Andrew Rawnsley, PoliticsHome

A first- and a good one- for Gordon Brown! He won today's Prime Minister's Questions in the view of our SnapShot survey of the event, his first victory over David Cameron since we began this measure.

Members of the PHI100 are asked to rank the performance of the rival leaders on a 1 to 10 scale where 10 is the best score and 1 is the worst.

Gordon Brown is rated at 5.8, just giving him the edge over David Cameron on 5.7. That is the one of the best scores for the Prime Minister since we began the SnapShot and one of the worst scores for the Tory leader.

An additional reason for the Prime Minister and his supporters to be pleased is that the Tory leader chose to attack Mr Brown on the Lisbon Treaty, which might be thought to be tricky terrain for the Government.

Mr Brown benefited from a 7.3 from the non-aligned members of the panel who marked Mr Cameron down at 4.7. The Prime Minister, who has often struggled to impress left-leaning panellists, received a healthy 6.3 from them.
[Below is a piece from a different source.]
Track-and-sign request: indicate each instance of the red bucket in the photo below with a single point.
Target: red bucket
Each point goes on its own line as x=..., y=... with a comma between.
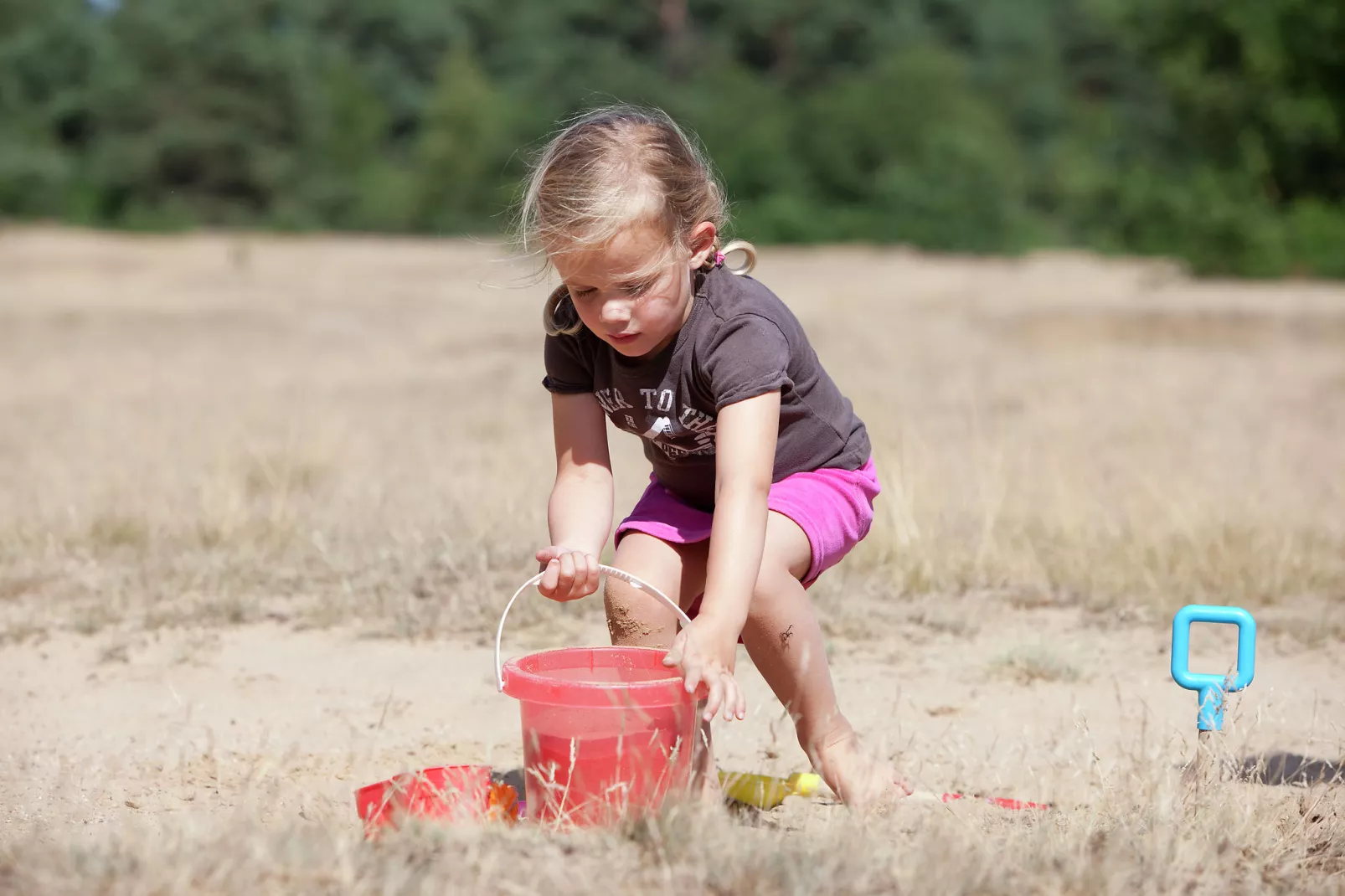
x=608, y=732
x=451, y=794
Right-leaning panellists, who tend to mark the Prime Minister harshly most weeks, gave him an above-average 5.1.

David Cameron got his most generous marks from right-leaning panellists who put him at 7.1. Left-leaning panellists had him at a below-average 4.7.
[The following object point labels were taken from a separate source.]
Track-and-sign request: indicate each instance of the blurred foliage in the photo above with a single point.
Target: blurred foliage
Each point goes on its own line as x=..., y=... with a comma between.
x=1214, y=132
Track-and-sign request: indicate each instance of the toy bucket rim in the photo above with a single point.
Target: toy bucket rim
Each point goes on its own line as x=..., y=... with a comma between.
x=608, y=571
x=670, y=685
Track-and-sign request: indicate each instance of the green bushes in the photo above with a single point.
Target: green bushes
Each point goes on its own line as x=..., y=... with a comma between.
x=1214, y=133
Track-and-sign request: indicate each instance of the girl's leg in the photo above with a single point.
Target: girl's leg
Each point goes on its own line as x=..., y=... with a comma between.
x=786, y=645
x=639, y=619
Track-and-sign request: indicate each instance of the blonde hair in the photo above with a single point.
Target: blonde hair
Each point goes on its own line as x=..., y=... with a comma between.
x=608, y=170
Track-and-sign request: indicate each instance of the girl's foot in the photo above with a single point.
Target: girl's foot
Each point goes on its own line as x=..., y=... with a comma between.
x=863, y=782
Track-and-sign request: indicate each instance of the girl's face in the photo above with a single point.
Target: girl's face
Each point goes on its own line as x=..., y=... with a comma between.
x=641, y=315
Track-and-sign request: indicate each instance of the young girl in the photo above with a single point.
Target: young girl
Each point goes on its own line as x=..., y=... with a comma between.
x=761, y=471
Only Lib Dem panellists were really impressed with Nick Clegg. They gave him 8.5. Non-aligned panellists scored him reasonably well at 6.3. But right-leaning panellists (4.9) and left-leaning (4.0) were underwhelmed by the Lib Dem leader. His overall score for today's performance is a below par 4.9.

ericblair

June 18th, 2008 10:13pm Report this comment

Fraser, what PMQs were you watching? For the first time in a long time Brown caught the interest of his own benches and was successful in highlighting latent splits within the Conservatives over Europe, as they are fundamentally split over security. This PMQs did not prove that "the end is indeed near", and this complacency, so widespread among Conservatives, could yet come to haunt them.

Hysteria

June 18th, 2008 11:02pm Report this comment

ericblair 10:13 - I agree with you - I didn't see a whole lot of encouragement for team DC. As I posted elsewhere, it is about time DC started to act and sound like the PM in waiting.

Nicholas

June 19th, 2008 12:19am Report this comment

Erm, the PoliticsHome "snapshot" methodology seems to be some way short of being scientific.
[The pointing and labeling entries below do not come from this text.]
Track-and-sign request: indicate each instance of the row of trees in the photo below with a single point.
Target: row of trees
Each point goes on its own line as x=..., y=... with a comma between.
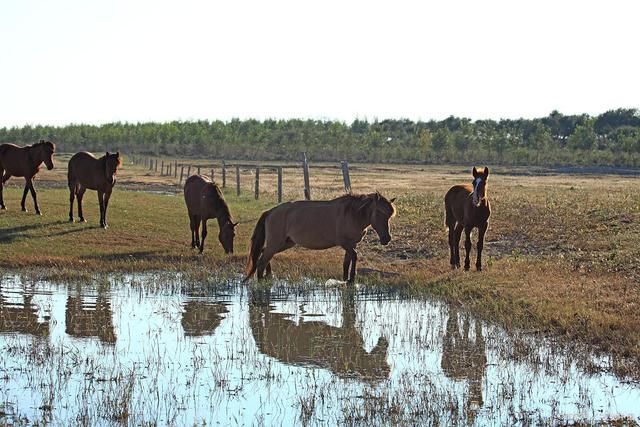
x=612, y=138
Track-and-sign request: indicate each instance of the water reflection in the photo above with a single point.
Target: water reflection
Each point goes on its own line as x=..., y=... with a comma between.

I thought Brown was terrible. The "English, British & French Navies" comment was hard to reconcile with a Brown "victory".

As for "highlighting the latent splits within the Conservatives over Europe", he was highlighting their splits in the last century.

David C

June 19th, 2008 1:20pm Report this comment

Nicholas, I agree with you and Adrian Drummond.
What came across was Brown's blustering and bullying attitude (especially in regard to the EU and the Irish vote). I think this plays into David Davis' stand on authoritarianism and 'government knows best' centralism.
I was amazed when I saw the Politics Home verdict. I didn't realise that to win you merely had to shout the loudest.